Upon citing at length from Bank of Italy Nat. Trust and Savings Assn. v. Bentley, 217 Cal. 644, 20 P.2d 940, at 944 (1933), the court held:

“Therefore, we hold that, even though title passes for the purpose of the trust, a deed of trust is for practical purposes only a mortgage with power of sale.’’ [Emphasis added.]

Supra, 671 P.2d at 1050-51.

Though certainly not clear of doubt, I conclude that under Idaho law a trust deed defective in the manner presented here would be treated as a mortgage, the creditor losing only the right to nonjudicial foreclosure and the shorter 120 day period of cure as opposed to one year post-foreclosure period of redemption. Because I conclude the trust deed in question would be recognized as a mortgage by Idaho law, its recor-dation is constructive notice of the beneficiary’s lien, which would protect its rights as against subsequent purchasers or encum-brancers.

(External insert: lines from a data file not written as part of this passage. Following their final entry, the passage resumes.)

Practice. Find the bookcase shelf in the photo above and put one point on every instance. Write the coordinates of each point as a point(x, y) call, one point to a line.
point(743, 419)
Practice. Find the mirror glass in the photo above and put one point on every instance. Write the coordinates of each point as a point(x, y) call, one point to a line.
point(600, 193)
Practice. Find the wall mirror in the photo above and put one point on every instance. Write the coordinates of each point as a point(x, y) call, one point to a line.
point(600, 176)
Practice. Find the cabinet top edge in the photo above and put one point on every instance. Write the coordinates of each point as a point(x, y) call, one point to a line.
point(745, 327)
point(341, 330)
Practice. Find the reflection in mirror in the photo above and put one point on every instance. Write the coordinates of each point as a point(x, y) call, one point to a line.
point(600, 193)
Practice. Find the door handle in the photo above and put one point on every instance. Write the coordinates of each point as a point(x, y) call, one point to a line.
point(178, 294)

Plaintiffs motion for summary judgment will be and is hereby denied, and defendants’ motion for summary judgment granted. Counsel for defendants may prepare judgment accordingly.

IT IS SO ORDERED.

. I.C. 45-1502(5) provides:

“ ‘Real property’ means any right, title, interest and claim in and to real property owned by the grantor at the date of execution of the deed of trust or acquired thereafter by said grantor or his successors in interest. Provided, nevertheless, real property as so defined which may be transferred in trust under this act shall be limited to either (a) any real property located within an incorporated city or village at the time of the transfer, or (b) any real property not exceeding twenty (20) acres, regardless of its location, and in either event where the trust deed states that the real property involved is within either of the above provisions, such statement shall be binding upon all parties and conclusive as to compliance with the provisions of this act relative to the power to make such transfer and trust and power of sale conferred in this act.”